How Vision Works with Homonymous Hemianopia

Hemianopia (without an s) and hemianopsia (with an s) are one and the same condition. In Australia and the United Kingdom, web searches are done almost entirely using hemianopia. In the rest of the world, hemianopsia is the preferred spelling. In the interest of catering to the entire world’s internet inquiries, we will be using both spellings interchangeably.

Homonymous hemianopsia is a common vision condition, affecting 1 in 3 stroke patients. It can also be a side effect of certain brain surgeries and abnormalities.

While the normal person has about 180 degrees of field, a patient with homonymous hemianopia has their visual field cut roughly in half.

binocular vision HEMI FIELD

As you can see, the patient with hemianopsia is missing their entire visual field on one side. All of the graphics and examples will show left hemianopia, but it can happen on the opposite side as well.

Photos often depict the missing field in hemianopia as being black or white. This is not how the missing field is perceived to the patient. The missing field isn’t seen as black or white. It just isn’t there.

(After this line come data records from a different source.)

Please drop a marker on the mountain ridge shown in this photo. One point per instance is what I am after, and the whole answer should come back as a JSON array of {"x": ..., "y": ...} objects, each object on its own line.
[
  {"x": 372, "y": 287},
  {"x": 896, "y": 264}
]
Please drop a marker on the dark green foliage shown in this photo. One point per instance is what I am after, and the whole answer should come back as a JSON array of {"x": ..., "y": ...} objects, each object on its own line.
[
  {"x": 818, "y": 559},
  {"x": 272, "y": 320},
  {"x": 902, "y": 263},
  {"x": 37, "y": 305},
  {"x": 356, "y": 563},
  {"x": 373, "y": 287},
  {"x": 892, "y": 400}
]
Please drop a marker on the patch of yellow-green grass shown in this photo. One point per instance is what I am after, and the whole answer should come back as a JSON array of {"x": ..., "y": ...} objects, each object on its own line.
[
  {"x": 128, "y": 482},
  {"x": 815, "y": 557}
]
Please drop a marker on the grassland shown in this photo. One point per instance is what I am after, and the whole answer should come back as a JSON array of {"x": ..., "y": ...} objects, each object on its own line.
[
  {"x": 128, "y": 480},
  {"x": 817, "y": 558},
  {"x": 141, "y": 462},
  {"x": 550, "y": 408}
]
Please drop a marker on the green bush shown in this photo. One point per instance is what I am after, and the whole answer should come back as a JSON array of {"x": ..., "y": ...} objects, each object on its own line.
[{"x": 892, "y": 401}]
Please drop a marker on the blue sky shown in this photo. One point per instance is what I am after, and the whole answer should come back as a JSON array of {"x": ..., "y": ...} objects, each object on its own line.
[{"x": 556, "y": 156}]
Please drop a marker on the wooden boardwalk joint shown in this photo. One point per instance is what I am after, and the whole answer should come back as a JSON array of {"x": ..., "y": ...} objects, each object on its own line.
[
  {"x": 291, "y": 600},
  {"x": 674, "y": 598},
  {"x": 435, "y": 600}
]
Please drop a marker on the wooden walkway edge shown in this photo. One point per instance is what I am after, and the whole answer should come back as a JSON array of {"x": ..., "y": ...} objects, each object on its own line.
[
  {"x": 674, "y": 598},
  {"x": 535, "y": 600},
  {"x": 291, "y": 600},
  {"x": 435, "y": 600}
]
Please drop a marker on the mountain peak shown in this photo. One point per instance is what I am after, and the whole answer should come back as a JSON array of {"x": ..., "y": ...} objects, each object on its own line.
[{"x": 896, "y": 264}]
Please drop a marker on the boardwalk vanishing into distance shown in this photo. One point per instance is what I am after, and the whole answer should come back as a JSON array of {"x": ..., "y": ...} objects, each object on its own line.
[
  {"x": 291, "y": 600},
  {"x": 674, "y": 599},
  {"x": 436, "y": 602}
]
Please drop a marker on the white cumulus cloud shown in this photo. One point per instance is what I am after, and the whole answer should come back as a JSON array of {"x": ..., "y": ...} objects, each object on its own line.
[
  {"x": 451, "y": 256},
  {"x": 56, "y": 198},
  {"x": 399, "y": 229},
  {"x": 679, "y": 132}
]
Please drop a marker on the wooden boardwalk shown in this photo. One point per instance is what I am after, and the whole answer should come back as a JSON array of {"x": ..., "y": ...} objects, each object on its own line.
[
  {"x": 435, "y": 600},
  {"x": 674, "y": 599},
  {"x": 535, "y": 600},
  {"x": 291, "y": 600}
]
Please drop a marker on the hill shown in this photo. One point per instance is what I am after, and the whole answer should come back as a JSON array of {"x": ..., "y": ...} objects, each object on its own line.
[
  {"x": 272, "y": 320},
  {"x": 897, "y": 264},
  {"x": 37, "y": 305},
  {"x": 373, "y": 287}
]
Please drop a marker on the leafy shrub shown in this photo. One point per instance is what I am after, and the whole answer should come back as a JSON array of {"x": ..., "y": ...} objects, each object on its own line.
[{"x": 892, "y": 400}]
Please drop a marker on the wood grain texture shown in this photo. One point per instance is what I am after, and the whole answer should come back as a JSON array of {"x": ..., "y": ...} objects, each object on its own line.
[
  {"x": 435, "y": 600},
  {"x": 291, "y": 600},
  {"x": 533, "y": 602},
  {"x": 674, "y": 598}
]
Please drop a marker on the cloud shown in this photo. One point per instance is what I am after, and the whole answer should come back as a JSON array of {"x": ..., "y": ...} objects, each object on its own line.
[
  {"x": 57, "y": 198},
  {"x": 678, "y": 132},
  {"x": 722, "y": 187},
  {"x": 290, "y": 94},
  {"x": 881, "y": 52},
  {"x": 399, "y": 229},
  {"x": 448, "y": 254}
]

Did you try the physiological blind spot test on the How Normal Vision Works pagewhere you made the black dot disappear? That’s how the patient perceives the missing field. They don’t consciously notice it.

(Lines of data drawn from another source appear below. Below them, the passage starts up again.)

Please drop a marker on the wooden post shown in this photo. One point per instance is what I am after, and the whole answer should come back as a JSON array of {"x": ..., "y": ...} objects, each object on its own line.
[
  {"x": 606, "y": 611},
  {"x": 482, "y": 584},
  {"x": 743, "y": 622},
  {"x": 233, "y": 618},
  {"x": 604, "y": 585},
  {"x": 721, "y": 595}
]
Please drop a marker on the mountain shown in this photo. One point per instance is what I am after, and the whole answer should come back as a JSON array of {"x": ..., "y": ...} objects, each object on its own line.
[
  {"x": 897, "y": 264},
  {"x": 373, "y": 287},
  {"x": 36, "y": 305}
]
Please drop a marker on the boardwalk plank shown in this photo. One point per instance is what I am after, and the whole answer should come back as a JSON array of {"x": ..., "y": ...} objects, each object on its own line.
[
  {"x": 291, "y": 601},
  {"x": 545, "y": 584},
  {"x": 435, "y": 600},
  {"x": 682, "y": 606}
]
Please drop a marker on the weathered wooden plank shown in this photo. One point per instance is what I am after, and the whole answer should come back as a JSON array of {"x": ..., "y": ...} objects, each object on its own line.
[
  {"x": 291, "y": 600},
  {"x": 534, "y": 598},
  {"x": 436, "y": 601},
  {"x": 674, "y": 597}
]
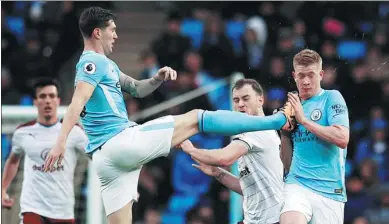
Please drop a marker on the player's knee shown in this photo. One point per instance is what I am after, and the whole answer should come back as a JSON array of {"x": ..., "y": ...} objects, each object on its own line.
[{"x": 194, "y": 116}]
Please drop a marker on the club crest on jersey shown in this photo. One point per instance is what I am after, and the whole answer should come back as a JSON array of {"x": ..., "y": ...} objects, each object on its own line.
[
  {"x": 44, "y": 153},
  {"x": 89, "y": 68},
  {"x": 316, "y": 115}
]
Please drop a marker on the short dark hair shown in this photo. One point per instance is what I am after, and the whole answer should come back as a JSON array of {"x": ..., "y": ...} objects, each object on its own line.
[
  {"x": 253, "y": 83},
  {"x": 43, "y": 82},
  {"x": 94, "y": 17}
]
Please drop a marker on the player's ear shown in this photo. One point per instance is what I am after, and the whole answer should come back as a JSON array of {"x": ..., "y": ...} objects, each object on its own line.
[
  {"x": 96, "y": 33},
  {"x": 35, "y": 101}
]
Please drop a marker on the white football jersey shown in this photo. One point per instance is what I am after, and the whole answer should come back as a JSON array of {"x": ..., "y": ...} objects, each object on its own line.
[
  {"x": 48, "y": 194},
  {"x": 261, "y": 177}
]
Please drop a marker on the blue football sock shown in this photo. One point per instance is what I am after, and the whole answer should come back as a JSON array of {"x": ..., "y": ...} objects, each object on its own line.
[{"x": 226, "y": 122}]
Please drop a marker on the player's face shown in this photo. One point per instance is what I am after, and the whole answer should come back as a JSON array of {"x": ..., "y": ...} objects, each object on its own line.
[
  {"x": 108, "y": 37},
  {"x": 246, "y": 100},
  {"x": 47, "y": 102},
  {"x": 308, "y": 79}
]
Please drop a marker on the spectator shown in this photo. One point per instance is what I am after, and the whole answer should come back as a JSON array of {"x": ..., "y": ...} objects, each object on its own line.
[
  {"x": 376, "y": 148},
  {"x": 170, "y": 47},
  {"x": 216, "y": 49},
  {"x": 358, "y": 199},
  {"x": 253, "y": 45}
]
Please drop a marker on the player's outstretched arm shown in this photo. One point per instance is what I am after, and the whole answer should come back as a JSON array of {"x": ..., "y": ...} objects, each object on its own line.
[
  {"x": 223, "y": 176},
  {"x": 10, "y": 171},
  {"x": 142, "y": 88},
  {"x": 221, "y": 157},
  {"x": 337, "y": 133},
  {"x": 81, "y": 96},
  {"x": 286, "y": 150}
]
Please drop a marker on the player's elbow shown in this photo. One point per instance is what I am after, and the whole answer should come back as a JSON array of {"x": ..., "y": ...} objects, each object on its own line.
[
  {"x": 342, "y": 142},
  {"x": 225, "y": 161}
]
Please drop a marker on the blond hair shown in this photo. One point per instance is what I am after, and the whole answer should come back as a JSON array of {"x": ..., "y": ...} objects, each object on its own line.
[{"x": 307, "y": 57}]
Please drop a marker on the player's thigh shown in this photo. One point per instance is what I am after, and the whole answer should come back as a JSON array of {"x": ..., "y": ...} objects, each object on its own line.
[
  {"x": 326, "y": 211},
  {"x": 185, "y": 126},
  {"x": 140, "y": 144},
  {"x": 33, "y": 218},
  {"x": 119, "y": 186},
  {"x": 121, "y": 216},
  {"x": 296, "y": 208}
]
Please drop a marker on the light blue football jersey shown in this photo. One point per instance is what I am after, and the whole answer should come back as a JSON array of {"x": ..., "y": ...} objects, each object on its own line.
[
  {"x": 105, "y": 113},
  {"x": 317, "y": 164}
]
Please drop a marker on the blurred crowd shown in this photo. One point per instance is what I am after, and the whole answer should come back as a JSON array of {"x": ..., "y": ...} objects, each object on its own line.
[{"x": 209, "y": 41}]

Normal Vision Hemianopia Vision
normalvision hemianopiavision

Challenges for patients with hemianopia

As you can probably imagine, if you were missing the entire left side of your vision, this would pose some problems. The biggest quality of life concerns for patients with hemianopia are mobility, driving, and reading.

Mobility

The visual field acts as a shield from impending obstacles. A person with a normal field of 180 degrees can proactively detect obstacles in their visual field that can possibly interfere with mobility, and consciously avoid them.

A person with homonymous hemianopia has lost that shield on one side. This blind side will offer no natural obstacle detection, leaving the blind side at constant risk to oncoming dangers.

 

Reading

When a person with normal vision reads, their peripheral vision guides them along the line of reading, and to the beginning of the next line so they do not lose their place. Patients with hemianopia have challenges reading. The challenge is different depending on the side of their field loss. A patient with left hemianopsia will often have trouble finding the beginning of a reading line. They may start reading the next line of text without going all the way to the beginning of it. A patient with right hemianopia may read just the beginning of a word without reading the entire word. Both of these scenarios make reading very difficult for a person with hemianopsia.

Driving

The ability to drive is compromised by hemianopia. Awareness of surroundings is limited by the restricted visual field, making driving itself difficult. To compound this, many states and countries require drivers to meet minimum visual field requirements. Depending on the state, the field requirement can be anywhere from 105 to 140 degrees, which cannot be met by patients with homonymous hemianopsia. Restricted licenses may be available for patients with restricted fields.